It is immaterial that the runner-up in the Republican Primary -- Mike Huckabee -- is a bleeding heart on death penalty cases. That's why many of us rejected him. What has that got to do with John McCain?
If the point is that there are a lot of people who agree with Huckabee's sta ce... well, I don't know. I'm sure there are some, as there must be. Obviously the death penalty is popular in America and particularly so in the Republican Party so... huh?
Seems like a good ad to me.
People don't vote on "issues." They vote impulses-- that is, they do not look to see what a candidate claims his precise position is on ever single issue. They look for his general impulse -- on trade, is he basicaly pro or basically anti? On taxes-- raise 'em or lower 'em? On crime and punishment -- justice first or mercy first?

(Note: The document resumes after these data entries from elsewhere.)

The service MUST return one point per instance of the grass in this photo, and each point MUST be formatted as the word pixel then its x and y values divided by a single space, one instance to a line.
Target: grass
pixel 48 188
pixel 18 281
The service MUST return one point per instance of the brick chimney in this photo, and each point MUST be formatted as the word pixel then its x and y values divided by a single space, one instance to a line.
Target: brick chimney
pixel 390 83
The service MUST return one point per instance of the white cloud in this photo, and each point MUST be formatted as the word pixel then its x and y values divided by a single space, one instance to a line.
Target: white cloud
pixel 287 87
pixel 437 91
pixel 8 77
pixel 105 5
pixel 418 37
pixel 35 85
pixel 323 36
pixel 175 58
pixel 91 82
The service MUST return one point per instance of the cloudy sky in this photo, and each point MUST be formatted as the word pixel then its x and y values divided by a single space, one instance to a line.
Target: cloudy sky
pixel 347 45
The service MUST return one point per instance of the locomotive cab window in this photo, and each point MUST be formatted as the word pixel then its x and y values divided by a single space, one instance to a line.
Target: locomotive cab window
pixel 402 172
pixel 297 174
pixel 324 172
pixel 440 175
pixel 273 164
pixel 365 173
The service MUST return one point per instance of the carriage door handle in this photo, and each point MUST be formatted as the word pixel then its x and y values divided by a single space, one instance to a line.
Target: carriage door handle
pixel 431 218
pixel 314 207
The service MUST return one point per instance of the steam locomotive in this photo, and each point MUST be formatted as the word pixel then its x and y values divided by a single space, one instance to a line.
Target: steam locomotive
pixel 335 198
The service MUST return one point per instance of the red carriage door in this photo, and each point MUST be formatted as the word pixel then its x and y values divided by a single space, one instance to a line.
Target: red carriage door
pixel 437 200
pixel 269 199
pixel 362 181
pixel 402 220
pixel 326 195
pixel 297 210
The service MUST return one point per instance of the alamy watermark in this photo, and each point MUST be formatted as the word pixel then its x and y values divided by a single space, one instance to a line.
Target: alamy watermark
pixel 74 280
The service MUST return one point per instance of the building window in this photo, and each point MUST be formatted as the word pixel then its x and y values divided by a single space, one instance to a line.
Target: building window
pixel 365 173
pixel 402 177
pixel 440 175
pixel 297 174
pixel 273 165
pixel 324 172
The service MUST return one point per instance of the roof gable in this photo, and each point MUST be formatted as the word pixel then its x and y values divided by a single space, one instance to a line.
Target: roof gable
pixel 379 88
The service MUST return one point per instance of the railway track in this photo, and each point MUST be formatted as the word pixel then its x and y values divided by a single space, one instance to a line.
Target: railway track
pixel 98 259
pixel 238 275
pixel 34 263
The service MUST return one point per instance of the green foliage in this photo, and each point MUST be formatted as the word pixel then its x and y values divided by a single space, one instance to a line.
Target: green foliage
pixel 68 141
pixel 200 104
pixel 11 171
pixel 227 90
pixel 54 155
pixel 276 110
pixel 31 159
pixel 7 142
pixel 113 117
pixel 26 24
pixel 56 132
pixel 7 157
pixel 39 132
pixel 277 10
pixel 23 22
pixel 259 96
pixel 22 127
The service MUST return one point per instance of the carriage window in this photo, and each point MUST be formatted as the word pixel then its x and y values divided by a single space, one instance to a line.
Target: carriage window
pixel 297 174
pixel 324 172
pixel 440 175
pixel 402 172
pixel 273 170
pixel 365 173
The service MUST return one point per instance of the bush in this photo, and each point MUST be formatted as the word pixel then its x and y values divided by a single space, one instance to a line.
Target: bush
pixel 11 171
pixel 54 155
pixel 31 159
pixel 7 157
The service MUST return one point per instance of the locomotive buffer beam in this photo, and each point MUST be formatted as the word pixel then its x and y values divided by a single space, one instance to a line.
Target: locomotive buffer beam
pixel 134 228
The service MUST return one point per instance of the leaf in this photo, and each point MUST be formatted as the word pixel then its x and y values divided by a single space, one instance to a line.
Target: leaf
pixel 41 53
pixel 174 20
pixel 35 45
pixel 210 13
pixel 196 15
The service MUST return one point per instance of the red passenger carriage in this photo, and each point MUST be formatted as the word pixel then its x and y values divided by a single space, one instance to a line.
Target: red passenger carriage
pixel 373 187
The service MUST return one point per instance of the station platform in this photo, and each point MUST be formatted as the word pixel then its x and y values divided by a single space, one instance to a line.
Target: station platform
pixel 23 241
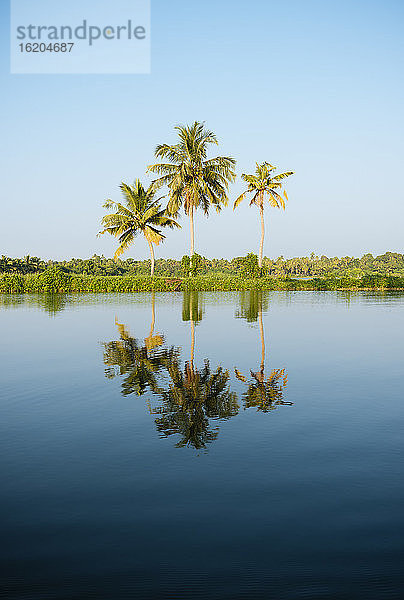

I'm so tired of hearing from the left that we need a "substantive" discussion on the exact points of Obama's health care program vs. Hillary. Why? They're both fantasies anyway. Even if a health care plan were to be passed at all, it would be so changed by legislative bargaining as to look almost nothing at all like the starting presidential proposal.
As said in the Way of the Gun, "A plan is just a list of things that ain't gonna happen."
And so it is with Barack Obama. This is a powerful ad, I think, because it lets us know on what side of the justice/mercy line he's on. He's on the compassion/mercy/rehabilitation/let he who is without sin side of the divide.
That's important information. Why it's a wrong or crude to point that out is beyond me.